Calibration
Calibration is the process in which the geometrical relationships (distance shift, rotation) between two cameras located on a different points is calculated. The result of the calibration is the translation vector T and the rotation matrix R that can be later used for undistorting both single and stereo images. OpenCV implements functions useful for doing all the calculations required for stereo calibration in the function cvStereoCalibrate(). The function outputs the essential and fundamental matrices that can be saved as XML files and easily reused in other applications using the same set-up.
In practice, you need around 15-20 stereo images from cameras aligned at one axis. They all have to feature chessboard in various positions. It is important that the chessboard has been recognised on both of them. I wrote a small program sniper.cpp that comes in very handy when preparing those.

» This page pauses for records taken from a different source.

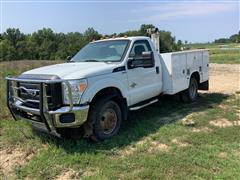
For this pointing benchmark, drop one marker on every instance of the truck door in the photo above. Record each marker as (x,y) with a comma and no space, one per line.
(143,82)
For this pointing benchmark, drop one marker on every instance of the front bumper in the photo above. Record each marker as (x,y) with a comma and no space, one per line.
(43,118)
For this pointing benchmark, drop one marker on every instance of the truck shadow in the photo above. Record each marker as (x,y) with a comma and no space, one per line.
(140,123)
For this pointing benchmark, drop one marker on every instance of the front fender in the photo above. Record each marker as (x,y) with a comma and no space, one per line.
(98,85)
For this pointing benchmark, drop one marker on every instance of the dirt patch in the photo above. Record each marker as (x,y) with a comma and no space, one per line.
(131,149)
(201,129)
(224,123)
(89,172)
(224,78)
(222,155)
(69,174)
(12,157)
(179,143)
(158,146)
(73,174)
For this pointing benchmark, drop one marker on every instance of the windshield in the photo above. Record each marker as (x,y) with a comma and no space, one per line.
(103,51)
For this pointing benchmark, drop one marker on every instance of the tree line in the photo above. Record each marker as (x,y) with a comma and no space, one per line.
(235,38)
(45,44)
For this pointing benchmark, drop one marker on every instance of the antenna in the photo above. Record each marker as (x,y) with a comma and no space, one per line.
(154,32)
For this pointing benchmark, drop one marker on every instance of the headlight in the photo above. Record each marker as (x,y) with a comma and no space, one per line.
(77,88)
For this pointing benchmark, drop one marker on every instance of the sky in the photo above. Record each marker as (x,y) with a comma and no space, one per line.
(194,21)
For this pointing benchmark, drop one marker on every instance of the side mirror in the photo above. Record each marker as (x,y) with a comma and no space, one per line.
(147,54)
(68,58)
(146,60)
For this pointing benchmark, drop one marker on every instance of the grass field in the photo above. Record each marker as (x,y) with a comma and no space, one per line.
(224,55)
(167,140)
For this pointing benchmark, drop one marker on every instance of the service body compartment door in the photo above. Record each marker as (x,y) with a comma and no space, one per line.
(194,62)
(205,61)
(179,72)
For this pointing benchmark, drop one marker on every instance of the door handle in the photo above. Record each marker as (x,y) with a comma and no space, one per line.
(157,70)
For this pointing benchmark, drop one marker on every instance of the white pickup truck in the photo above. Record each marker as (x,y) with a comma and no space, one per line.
(102,82)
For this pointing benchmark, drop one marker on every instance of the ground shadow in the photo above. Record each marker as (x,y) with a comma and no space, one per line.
(140,123)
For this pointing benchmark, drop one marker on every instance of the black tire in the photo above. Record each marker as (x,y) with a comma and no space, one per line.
(190,94)
(106,117)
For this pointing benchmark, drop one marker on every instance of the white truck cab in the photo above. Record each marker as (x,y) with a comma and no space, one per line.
(102,82)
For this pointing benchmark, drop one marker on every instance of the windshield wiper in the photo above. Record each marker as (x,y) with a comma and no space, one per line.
(91,60)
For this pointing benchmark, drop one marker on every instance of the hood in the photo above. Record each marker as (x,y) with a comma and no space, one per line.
(74,70)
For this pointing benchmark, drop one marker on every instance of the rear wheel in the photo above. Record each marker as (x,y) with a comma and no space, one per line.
(190,94)
(106,117)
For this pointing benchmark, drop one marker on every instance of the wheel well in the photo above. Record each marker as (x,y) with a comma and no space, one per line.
(196,76)
(114,94)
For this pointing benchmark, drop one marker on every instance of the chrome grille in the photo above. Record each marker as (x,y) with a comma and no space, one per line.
(29,94)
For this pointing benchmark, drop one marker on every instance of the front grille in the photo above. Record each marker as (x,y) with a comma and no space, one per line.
(30,94)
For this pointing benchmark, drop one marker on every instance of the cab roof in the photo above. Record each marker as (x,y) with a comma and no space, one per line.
(132,38)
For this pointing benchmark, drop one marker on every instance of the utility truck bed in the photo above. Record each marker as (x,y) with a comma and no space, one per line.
(177,68)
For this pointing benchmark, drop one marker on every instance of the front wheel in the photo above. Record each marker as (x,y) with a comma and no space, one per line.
(106,116)
(190,94)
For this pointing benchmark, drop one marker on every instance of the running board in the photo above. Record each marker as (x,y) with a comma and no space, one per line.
(144,105)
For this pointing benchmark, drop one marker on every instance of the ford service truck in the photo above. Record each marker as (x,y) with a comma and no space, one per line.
(102,82)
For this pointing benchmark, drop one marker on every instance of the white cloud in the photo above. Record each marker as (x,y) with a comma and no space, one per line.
(184,9)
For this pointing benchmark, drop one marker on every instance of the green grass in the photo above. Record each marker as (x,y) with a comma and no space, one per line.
(230,55)
(134,153)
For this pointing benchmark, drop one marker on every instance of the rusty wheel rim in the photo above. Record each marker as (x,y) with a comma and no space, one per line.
(108,121)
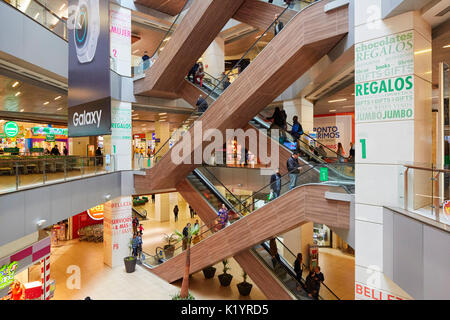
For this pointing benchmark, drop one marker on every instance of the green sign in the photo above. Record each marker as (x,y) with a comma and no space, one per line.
(323,174)
(11,129)
(50,137)
(7,273)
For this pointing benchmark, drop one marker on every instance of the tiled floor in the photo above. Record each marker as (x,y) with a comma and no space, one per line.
(339,271)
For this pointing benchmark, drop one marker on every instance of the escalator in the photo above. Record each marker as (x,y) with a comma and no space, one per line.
(204,182)
(279,64)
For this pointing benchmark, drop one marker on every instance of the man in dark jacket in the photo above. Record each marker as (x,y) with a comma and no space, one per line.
(275,184)
(293,169)
(201,104)
(192,72)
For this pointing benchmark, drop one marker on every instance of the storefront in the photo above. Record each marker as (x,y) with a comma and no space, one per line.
(30,138)
(25,275)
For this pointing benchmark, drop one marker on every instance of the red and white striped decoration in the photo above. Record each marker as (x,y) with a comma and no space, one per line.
(45,278)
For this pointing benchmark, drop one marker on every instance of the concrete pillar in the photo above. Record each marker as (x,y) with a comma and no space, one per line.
(118,231)
(393,122)
(214,58)
(298,240)
(162,207)
(302,108)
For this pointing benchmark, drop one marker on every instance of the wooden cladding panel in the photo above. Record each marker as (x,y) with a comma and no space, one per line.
(299,206)
(260,14)
(202,23)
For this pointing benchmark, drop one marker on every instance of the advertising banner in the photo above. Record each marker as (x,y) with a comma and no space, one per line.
(384,85)
(89,68)
(120,40)
(332,130)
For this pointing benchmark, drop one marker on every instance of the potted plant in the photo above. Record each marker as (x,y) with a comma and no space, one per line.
(209,272)
(130,261)
(169,248)
(244,287)
(225,278)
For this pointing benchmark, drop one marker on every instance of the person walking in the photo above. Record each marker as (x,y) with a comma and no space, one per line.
(193,72)
(297,129)
(278,25)
(185,236)
(340,152)
(275,184)
(175,212)
(202,104)
(200,74)
(293,169)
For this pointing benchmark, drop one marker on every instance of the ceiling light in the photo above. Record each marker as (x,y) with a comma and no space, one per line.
(423,51)
(337,100)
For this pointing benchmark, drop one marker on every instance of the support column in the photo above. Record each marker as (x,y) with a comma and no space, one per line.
(393,127)
(214,58)
(162,207)
(118,231)
(302,108)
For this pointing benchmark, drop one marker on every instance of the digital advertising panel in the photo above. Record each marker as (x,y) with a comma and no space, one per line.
(89,68)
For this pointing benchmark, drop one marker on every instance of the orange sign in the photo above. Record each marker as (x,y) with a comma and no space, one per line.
(96,213)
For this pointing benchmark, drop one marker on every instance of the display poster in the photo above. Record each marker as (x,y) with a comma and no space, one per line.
(89,68)
(384,82)
(331,130)
(120,33)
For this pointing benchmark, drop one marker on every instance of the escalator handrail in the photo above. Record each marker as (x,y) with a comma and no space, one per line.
(237,64)
(305,266)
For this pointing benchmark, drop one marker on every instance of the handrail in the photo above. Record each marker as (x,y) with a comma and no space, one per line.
(17,7)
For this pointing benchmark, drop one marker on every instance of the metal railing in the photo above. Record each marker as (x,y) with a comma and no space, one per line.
(42,15)
(19,173)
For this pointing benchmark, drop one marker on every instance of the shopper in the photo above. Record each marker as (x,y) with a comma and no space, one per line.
(201,104)
(340,153)
(175,212)
(200,74)
(275,184)
(223,216)
(193,72)
(293,170)
(297,129)
(278,25)
(55,151)
(277,120)
(185,236)
(135,244)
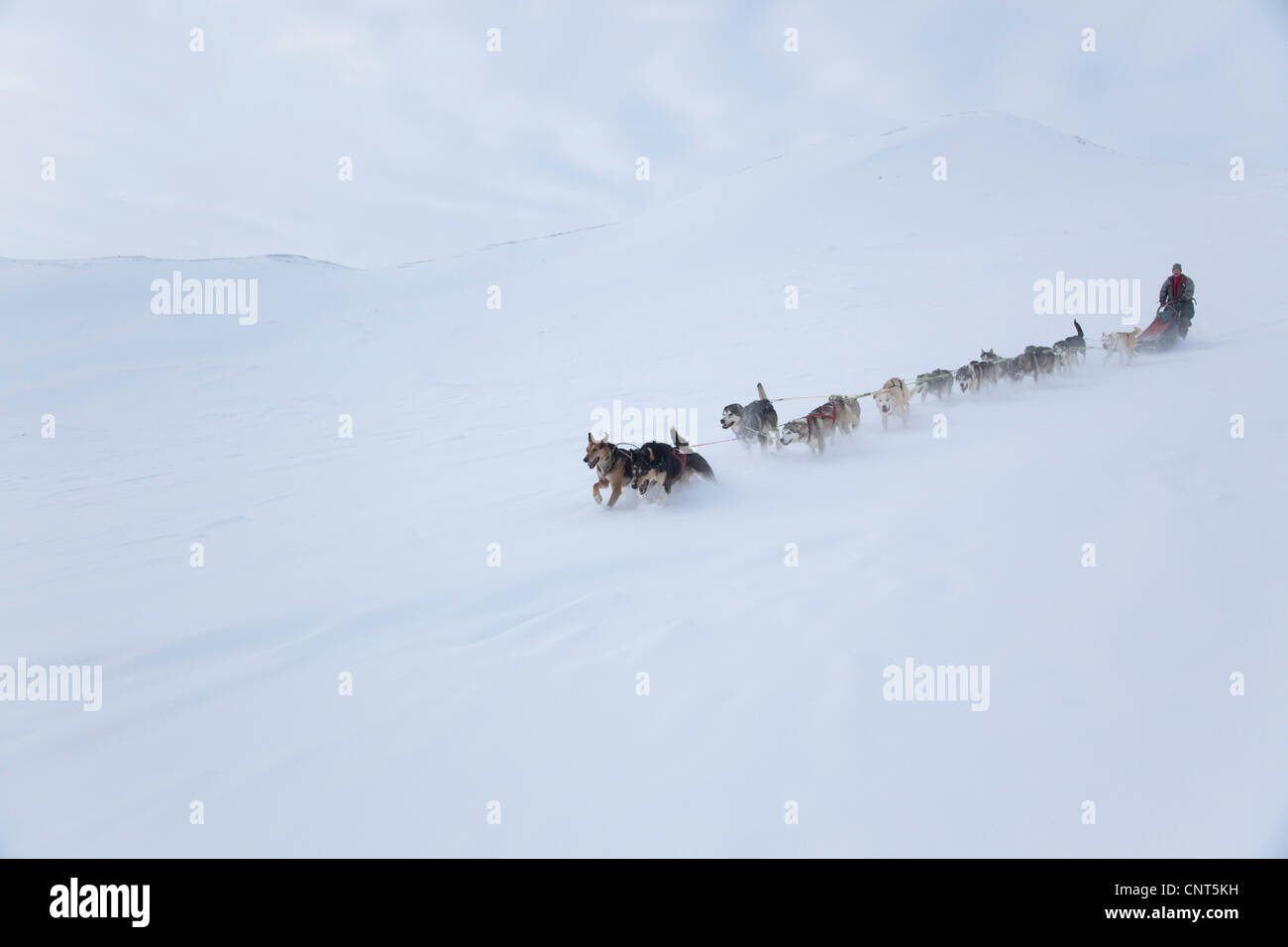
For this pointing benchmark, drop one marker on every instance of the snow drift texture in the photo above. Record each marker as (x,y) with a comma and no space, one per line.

For calibration you can use the code from Learning OpenCV book. Binary attached in calibration folder.
Stereo vision
When having both cameras calibrated and the images rectified we can begin attempting to relate and match certain points in on the the images to the other. This process is called finding stereo correspondence. However, it is only possible to find the matching points between the parts of the image that overlap. To maximise the overlap both of the cameras need to be placed as close to each other as possible.
OpenCV has a number of stereo matching algorithms. The two tested in this project were implemented in the functions cvFindStereoCorrespondenceGC() and cvFindStereoCorrespondenceBM(). Running the first one results with very detailed disparity maps. Unfortunately, it is very computationally expensive and therefore not suitable for application in real-time. The second one, cvFindStereoCorrespondenceBM(), is based on Konolige's Block Matching Algorithm. It is less accurate but fast enough to be applied in computing the disparity maps in real-time.
The algorithm works by using small SAD windows to find matching points between the images streamed from two views. The first step in finding stereo correspondence is pre-processing the images for easier calculations. The features that need to be optimised are image brightness (especially when the video devices are set in auto-brightness mode) and visibility of a texture. The second step involves sums of absolute difference windows, which is a trivial and fast algorithm that is widely used for measuring the similarity between image blocks. It works by taking the absolute difference between each of the windows by following the epipolar lines from both of the images which are later summed into a simple metric of block similarity.
Calculating disparity maps in real time is computationally expensive task, even when using the faster (but less accurate) block-matching algorithm.